FEATURE: Your Straightforward Guide To Surviving A Music Festival
If you don’t want to be ‘that guy’ at Splendour this year, then follow these ten tips. I’m pretty sure ‘that guy’ doesn’t read or learn so if that’s you, this will all be incomprehensible dialect anyway.
If you have any of your own, please comment or tweet your suggestions.
1. Befriend your campsite neighbours.
It’s quite likely you have a lot in common and there’s a solid chance you’ll enjoy their playlist. They can come in handy when you’ve forgotten something & can even give you a ‘heads-up’ should you be consuming certain prohibited liquids or the like. Number 1 advantage though is that it can prevent theft. If they see a suspect loitering around your tent, they may prosecute the POI & you can do the same for them. Even though your exy items would be locked and secured in your car, I know I don‘t want some creeper going through my unmentionables. Unless your neighbours ARE the creepers. Then notify security & get better ones. Unless YOU’RE the creeper. Ok I’m gonna stop now. You get it.
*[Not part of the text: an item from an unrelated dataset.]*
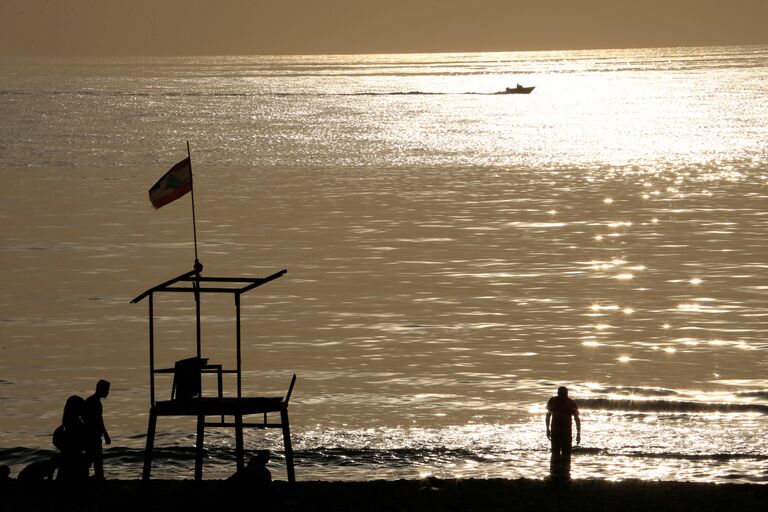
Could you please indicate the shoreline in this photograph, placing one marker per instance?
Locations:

2. Wear thongs in the shower & gum boots to and from the shower. I don‘t trust the infused ‘mud’ between the showers and port-a-loos for a second.
3. Don‘t record performances. A couple of snaps of your fave band are ok, but recording it will only annoy punters around you, you’ll end up with shit videos that you’ll never watch & eventually delete to make space; and why not leave it to the professionals? Channel [V] will get better footage anyway! Also, you’ll make Jack White‘s dreams come true. Bless his little cotton socks.
4. Use deodorant. Cannot stress this one enough. Also, tell your friends. This advice comes from someone who is 5ft2 and subsequently, whose face is unfortunately at the perfect armpit height of the crowd for the majority of the festival.
5. Don‘t do drugs. Drugs are bad mmmkay. Ok now that’s out of the way, if you do carry narcotics expect police & their furry friends to give you a very public demonstration involving the awesome power of the canine sniffer. Don‘t be surprised by their presence. If you are surprised it can be deduced that you’re obvs on something right now so you forget reading this completely. (BTW: You’re high right now & patient/alert enough to read this? How are you doing that? I’m not even mad. That’s amazing). I digress, if you are caught off guard, don‘t swallow your whole stash like an idiot. Scholars maintain that drug diversion, a police record or even in extreme cases jail time is widely accepted as being preferable to death.
6. Hand sanitiser. I only condone its use in 2 situations. Hospitals & port-a-loos. Wait, maybe if you accidentally touch Ke$ha. Anyway, did you ever see that episode of Embarrassing Bodies where they went to that festival & tested those people & the results showed they had faecal matter all over them? Ew. Don‘t become a statistic.
7. Mum tip: freeze large bottles of water to place into your esky as well as the standard party ice. It can stay frozen for days and your beer/cheese will stay cold all weekend!
8. Ladies (or nipple conscious gentlemen): Don‘t wear halter tops or anything designed with a zipper that has the capability of exposing all in one fell swoop. Seen this one happen too many times (I’m looking at you Janet Jackson) that I no longer feel sorry for the unsuspecting victim. Also, hold any merch you’ve purchased tight. Had my freshly acquired Strokes t-shirt stolen right out from under me. It was like losing Golden Boy all over again.
9. A great idea that I’ve never actually managed to put into practise for reasons that may or may not involve FOMO mixed with inebriation is to plan to return to your campsite & put on warmer clothes in the evening. This would (theoretically) save you from shivering back to your cold air mattress at 2am regretting life choices. I’m going to try again this year!
10. If your tent is indistinguishable while sober, do you honestly think the cold, drunk, shell of a person you once were will be able to find it? Mark your tent with a flag or something that will stand out when you’re staggering through the war zone, activating trip wires everywhere.
+1 for good value: The Shewee. don‘t get me wrong. I would never condone the use of one & deplore any male that eliminates waste in my eye/foot/nose line but you know, equality for women I guess, so, yeah this is a thing. Bogans rejoice!